2. EXPERIMENTAL SETUP AND METHODS

A. Setup Description

The experiment, depicted in Fig. 2, built upon our previous demonstration of coherent-state tomography [29] with the addition of the heralded single-photon source: a type II (YZY) quasi-phase-matched periodically poled ${KTiOPO}_{4}$ (PPKTP) crystal, of period 450 μm, was used in a doubly resonant optical parametric oscillator (OPO), as detailed in Supplement 1 [31]. The OPO was pumped by a stable frequency-doubled 532 nm Nd:YAG nonplanar ring oscillator laser (1 kHz FWHM). The two-mirror OPO cavity was one-ended, with a finesse of 300, a free spectral range of 1.5 GHz, and an FWHM of 5 MHz. One mirror’s inside facet was 99.995% reflective for the signal and idler fields near 1064 nm and 98% transmissive for the pump field at 532 nm (the outside mirror facet was uncoated); the other mirror’s inside facet was 98% reflective at 1064 nm and 99.95% reflective at 532 nm (its outside facet was antireflection-coated at 1064 nm). The cavity was near-concentric with a super-Invar structure, the mirrors’ radius of curvature being 5 cm and the mirrors $≃ 10 cm$ apart. The filter cavity (FC) was made of two 5 cm-curvature, 99% reflective mirrors placed $≃ 0.5 mm$ apart.

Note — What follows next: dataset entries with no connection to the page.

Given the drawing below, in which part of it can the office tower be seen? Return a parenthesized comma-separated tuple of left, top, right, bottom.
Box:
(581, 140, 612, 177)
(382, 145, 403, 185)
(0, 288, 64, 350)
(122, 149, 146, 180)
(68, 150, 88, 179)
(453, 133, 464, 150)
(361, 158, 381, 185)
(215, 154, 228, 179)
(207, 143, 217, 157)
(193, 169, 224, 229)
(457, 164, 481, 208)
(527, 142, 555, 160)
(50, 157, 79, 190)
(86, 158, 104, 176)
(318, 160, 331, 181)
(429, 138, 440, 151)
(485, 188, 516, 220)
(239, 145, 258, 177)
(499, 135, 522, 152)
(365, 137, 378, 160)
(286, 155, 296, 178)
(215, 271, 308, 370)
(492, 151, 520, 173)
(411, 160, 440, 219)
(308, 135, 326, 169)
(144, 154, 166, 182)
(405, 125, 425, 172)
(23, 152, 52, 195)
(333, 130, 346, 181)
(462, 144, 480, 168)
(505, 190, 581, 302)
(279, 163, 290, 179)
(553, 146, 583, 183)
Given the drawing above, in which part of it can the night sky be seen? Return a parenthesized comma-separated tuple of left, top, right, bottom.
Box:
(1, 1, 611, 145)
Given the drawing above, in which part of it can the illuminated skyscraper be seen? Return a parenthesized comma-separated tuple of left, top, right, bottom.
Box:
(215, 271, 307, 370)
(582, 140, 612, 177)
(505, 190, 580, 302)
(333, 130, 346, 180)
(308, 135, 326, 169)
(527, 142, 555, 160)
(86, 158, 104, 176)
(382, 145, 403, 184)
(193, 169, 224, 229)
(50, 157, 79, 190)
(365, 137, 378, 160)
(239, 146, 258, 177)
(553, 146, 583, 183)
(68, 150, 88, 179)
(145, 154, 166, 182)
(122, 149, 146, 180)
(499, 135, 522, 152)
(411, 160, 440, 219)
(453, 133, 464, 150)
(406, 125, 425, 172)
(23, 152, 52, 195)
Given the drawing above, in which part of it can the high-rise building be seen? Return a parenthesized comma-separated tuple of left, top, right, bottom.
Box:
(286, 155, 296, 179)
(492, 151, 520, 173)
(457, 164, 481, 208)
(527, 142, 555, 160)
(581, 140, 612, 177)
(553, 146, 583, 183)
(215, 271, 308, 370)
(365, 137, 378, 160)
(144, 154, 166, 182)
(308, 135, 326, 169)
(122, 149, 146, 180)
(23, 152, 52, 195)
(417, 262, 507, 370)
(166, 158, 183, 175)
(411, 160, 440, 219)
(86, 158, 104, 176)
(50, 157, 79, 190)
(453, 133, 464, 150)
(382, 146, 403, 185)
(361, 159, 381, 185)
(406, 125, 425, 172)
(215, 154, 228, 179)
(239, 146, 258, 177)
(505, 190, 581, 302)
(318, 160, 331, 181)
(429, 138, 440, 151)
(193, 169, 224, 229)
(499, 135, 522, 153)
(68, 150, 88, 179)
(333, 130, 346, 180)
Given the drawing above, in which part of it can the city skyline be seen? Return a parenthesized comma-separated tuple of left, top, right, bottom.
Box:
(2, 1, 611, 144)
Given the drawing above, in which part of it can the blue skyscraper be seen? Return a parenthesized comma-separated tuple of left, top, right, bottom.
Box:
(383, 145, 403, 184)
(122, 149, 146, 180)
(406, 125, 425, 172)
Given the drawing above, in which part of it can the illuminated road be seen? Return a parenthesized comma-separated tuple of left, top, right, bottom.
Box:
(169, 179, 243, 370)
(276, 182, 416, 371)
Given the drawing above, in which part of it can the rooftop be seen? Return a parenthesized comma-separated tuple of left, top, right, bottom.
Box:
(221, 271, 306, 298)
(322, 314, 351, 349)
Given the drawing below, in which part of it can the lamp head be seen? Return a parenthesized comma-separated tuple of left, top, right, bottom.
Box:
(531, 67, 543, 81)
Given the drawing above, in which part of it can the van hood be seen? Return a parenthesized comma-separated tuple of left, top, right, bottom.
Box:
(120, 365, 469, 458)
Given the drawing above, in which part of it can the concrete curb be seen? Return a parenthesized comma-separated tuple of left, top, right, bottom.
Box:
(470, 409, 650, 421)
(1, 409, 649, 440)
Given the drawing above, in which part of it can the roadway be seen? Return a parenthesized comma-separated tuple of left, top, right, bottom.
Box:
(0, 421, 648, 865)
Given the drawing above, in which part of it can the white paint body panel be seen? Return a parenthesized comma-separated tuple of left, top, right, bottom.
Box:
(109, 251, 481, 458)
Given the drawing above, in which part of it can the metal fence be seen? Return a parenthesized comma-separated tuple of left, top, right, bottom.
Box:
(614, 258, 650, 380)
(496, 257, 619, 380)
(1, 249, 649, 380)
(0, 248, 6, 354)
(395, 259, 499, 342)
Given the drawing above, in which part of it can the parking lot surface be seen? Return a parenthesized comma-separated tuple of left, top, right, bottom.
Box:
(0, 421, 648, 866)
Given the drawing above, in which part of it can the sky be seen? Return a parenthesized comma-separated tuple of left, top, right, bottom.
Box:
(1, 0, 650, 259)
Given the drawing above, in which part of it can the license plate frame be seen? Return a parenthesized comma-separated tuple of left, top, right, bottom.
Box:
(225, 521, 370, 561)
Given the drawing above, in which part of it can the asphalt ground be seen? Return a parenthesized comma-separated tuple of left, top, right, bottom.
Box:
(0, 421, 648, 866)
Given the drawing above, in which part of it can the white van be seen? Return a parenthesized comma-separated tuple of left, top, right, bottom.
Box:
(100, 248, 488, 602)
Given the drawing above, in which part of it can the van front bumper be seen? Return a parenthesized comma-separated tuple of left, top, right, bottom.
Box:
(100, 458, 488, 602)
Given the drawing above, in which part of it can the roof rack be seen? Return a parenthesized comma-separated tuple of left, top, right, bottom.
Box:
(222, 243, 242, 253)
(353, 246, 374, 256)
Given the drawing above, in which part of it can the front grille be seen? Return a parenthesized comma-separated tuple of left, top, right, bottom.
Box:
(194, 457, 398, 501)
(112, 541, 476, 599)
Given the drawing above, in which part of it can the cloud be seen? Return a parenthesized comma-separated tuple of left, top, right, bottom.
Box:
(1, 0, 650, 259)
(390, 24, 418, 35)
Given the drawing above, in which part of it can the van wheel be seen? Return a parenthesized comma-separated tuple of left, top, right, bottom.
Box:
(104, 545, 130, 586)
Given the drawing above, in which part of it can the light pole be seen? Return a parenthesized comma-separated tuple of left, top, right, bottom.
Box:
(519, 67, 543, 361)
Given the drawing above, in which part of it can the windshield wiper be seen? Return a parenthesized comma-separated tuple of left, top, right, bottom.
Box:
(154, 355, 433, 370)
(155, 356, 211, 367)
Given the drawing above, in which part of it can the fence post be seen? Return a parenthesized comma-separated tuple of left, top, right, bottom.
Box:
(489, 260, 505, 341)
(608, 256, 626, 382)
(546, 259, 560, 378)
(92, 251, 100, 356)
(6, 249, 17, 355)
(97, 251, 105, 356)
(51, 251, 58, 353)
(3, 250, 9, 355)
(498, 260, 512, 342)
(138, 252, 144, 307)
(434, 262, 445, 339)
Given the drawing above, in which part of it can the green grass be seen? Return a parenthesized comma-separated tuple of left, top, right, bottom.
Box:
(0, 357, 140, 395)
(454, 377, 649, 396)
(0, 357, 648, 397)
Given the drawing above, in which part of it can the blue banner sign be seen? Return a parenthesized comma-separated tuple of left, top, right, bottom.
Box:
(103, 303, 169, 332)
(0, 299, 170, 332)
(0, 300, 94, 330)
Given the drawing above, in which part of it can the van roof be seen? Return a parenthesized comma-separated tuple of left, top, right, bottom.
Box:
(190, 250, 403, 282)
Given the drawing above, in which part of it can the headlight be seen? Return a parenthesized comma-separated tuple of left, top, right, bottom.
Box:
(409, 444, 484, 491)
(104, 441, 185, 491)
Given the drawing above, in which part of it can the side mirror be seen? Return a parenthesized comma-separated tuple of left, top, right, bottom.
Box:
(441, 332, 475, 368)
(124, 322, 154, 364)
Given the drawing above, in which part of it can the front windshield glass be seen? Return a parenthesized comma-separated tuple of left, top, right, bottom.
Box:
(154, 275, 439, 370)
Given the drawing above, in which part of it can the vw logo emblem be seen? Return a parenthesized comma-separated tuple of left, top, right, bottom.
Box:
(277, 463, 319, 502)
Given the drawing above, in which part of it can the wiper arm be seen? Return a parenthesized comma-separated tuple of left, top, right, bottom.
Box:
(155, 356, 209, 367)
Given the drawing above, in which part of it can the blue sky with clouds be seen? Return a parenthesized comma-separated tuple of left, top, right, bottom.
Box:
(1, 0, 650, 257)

Fig. 2. Experimental setup. The red dotted lines denote the locking beam paths for the on/off PDH servo loops of the OPO and the FC. The displacement operation is contained in the black dashed-dotted box at the top. BP, Brewster prism; DM, dichroic mirror; EOM, electro-optic modulator; FI, Faraday isolator; FR, Faraday rotator; HWP, half-wave plate; IF, interference filter; LO, local oscillator input to the displacement field; PBS, polarizing beam splitter; PD, photodiode; POL, polarizer; PZT, piezoelectric transducer.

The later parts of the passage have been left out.